Radiator begins with an everyday nightmare: middle-aged Daniel (Daniel Cerqueira) receives a phone call from his elderly mother, Maria (Gemma Jones), asking him to come up to their Cumbrian home for a couple of days, since his ailing father Leonard (Richard Johnson) cannot move from the sofa. Once he arrives at the house, however, it is clear that things definitely aren’t right. His father has stubbornly bunkered down, and is exercising his tyrannical dominion over Maria; here is a man who, possibly in the early stages of dementia, is frustrated at his reliance on others, and acts out in the only way he knows how – psychologically taking charge of those around him. His cantankerous nature knows no bounds: in one scene he complains to Maria that she has bought the straws ‘with the corrugated neck’, while in the next he is seen snipping off their tops with the precision of an army major. Their house needs to be set in order, but Daniel isn’t up to the task. Instead the amount of clutter in the house slowly grows, infiltrating on the edges of everyone’s lives like a malignancy.

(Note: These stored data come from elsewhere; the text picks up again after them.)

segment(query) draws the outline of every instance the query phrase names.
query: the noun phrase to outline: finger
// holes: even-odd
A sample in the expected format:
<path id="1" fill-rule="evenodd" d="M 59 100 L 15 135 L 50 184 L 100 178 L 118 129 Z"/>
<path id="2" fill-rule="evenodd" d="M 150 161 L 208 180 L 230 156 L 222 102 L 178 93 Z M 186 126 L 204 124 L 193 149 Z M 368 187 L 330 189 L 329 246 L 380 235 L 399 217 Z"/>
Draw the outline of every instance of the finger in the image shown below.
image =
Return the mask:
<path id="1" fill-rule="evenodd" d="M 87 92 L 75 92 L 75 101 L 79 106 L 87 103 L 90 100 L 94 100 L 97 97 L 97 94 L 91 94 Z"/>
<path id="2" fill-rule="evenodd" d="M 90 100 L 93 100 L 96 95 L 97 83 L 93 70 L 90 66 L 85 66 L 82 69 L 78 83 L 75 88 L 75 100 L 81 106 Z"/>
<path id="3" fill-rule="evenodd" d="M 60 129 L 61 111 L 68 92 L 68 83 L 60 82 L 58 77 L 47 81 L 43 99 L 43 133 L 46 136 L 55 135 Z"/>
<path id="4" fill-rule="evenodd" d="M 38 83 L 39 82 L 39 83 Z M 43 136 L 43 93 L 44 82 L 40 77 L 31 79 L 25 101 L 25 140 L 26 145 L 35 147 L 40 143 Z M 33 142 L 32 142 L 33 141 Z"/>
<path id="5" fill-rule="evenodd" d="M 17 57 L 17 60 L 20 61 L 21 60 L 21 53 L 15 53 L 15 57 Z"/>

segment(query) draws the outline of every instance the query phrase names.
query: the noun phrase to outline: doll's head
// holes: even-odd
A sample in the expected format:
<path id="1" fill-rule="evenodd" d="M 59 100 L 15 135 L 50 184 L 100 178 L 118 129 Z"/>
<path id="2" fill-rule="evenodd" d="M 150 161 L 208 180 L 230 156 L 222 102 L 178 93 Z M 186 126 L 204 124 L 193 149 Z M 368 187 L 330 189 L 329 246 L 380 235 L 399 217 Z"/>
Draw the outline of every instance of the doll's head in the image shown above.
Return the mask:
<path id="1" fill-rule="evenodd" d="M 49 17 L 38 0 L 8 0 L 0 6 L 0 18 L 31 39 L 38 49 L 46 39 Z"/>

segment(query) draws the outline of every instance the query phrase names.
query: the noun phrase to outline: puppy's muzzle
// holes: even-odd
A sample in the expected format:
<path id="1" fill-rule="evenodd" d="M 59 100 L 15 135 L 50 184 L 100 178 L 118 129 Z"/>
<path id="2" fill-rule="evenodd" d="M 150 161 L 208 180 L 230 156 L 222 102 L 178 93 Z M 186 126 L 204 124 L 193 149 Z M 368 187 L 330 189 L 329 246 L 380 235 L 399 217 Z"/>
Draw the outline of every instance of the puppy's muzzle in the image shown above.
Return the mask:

While Leonard’s prickly nature makes it difficult to warm to him, Johnson’s effective performance brings to us a sense of how helpless Leonard feels, having to get his wife and child to clean him up after using the commode. However, the beating heart of the film is with Maria, whose internal suffering is portrayed with extreme pathos by Jones in a masterful performance. With a coping mechanism that doesn’t extend past pottering around and making tea, Maria’s internal turmoil is reflected in the dramatic Cumbrian landscape, which plays a role in this film similar to that of the Norfolk Broads in 45 Years – another carefully constructed film about aging and intimacy. In a world that seems skewed against aging actors, it is extremely heartening to see that films are being made that take an unflinching look at the nature of aging, and the effects it can have on the individual.

That the film was Johnson’s last performance (he died earlier this year) adds a sense of poignancy, one that is reinforced by the fact that director Tom Fisher has mined deep within the seams of his family life. The plot of the film came from his own experiences with his aging, frail parents, and Radiator was shot in his own parent’s house in Cumbria, left untouched since their deaths. With shades of Andrew Haigh’s 45 Years and Michael Haneke’s Amour, Radiator is a subtle work, held up by powerful performances from the minute cast. The impression it leaves may be small, but it is certainly lasting.